Rakor tersebut dihadiri langsung Direktur Koordinasi dan Supervisi (Korsup) Wilayah II KPK, Bahtiar Ujang Purnama bersama jajaran. Turut mendampingi Bupati Bogor yakni Sekretaris Daerah Kabupaten Bogor Ajat Rochmat Jatnika dan Inspektur Kabupaten Bogor Arif Rahman.
Pertemuan strategis ini membahas berbagai langkah penguatan reformasi birokrasi, pengawasan internal, pengelolaan aset dan keuangan daerah, hingga peningkatan kualitas pelayanan publik demi mendukung pembangunan Kabupaten Bogor yang berkelanjutan.
Dalam arahannya, Rudy Susmanto menegaskan bahwa tantangan pembangunan di Kabupaten Bogor membutuhkan tata kelola pemerintahan yang kuat dan profesional. Karena itu, sinergi dengan KPK dinilai sangat penting agar setiap kebijakan berjalan sesuai aturan dan benar-benar dirasakan manfaatnya oleh masyarakat.
“Kami terus melakukan pembenahan tata kelola pemerintahan, memperkuat pengawasan internal, serta meningkatkan kualitas pelayanan publik demi mewujudkan pemerintahan yang bersih dan profesional,” ujar Rudy.
Menurutnya, budaya kerja yang mengedepankan integritas, transparansi, dan akuntabilitas harus menjadi fondasi seluruh perangkat daerah di lingkungan Pemerintah Kabupaten Bogor.

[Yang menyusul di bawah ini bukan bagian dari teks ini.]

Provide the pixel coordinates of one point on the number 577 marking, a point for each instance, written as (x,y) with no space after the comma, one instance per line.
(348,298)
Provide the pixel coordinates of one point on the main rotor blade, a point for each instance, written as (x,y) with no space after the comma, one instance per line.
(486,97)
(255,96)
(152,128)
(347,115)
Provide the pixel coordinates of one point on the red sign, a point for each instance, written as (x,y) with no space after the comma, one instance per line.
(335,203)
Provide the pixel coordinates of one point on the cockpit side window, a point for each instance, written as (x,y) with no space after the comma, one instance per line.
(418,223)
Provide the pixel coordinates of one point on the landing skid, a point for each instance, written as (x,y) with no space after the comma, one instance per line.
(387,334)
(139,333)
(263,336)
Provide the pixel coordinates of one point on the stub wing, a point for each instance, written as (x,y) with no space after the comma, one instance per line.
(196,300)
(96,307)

“Sinergi dan pengawasan menjadi hal penting agar setiap program pembangunan dapat berjalan tepat sasaran, efektif, dan tetap berada dalam koridor hukum yang berlaku,” tambahnya.

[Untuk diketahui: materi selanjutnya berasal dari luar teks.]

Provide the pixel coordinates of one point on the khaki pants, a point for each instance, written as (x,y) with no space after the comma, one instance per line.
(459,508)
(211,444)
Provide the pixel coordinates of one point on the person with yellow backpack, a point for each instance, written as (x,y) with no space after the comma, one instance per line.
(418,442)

Sementara itu, Direktur Korsup Wilayah II KPK, Bahtiar Ujang Purnama memberikan apresiasi terhadap langkah Pemerintah Kabupaten Bogor dalam memperkuat sistem pengawasan pemerintahan.
Ia menilai, penguatan perencanaan, pengawasan internal, serta koordinasi antar perangkat daerah menjadi kunci penting untuk menciptakan pemerintahan yang transparan dan akuntabel.
“Kami berharap sinergi yang baik antara Pemerintah Kabupaten Bogor dan KPK dapat terus diperkuat sehingga seluruh program pembangunan berjalan efektif, tepat sasaran, dan terhindar dari potensi permasalahan hukum,” ungkap Bahtiar.
Rakor tersebut menjadi sinyal kuat bahwa Pemerintah Kabupaten Bogor ingin memastikan pembangunan berjalan dengan pengawasan yang ketat, sekaligus memperkuat kepercayaan publik terhadap kinerja pemerintahan daerah.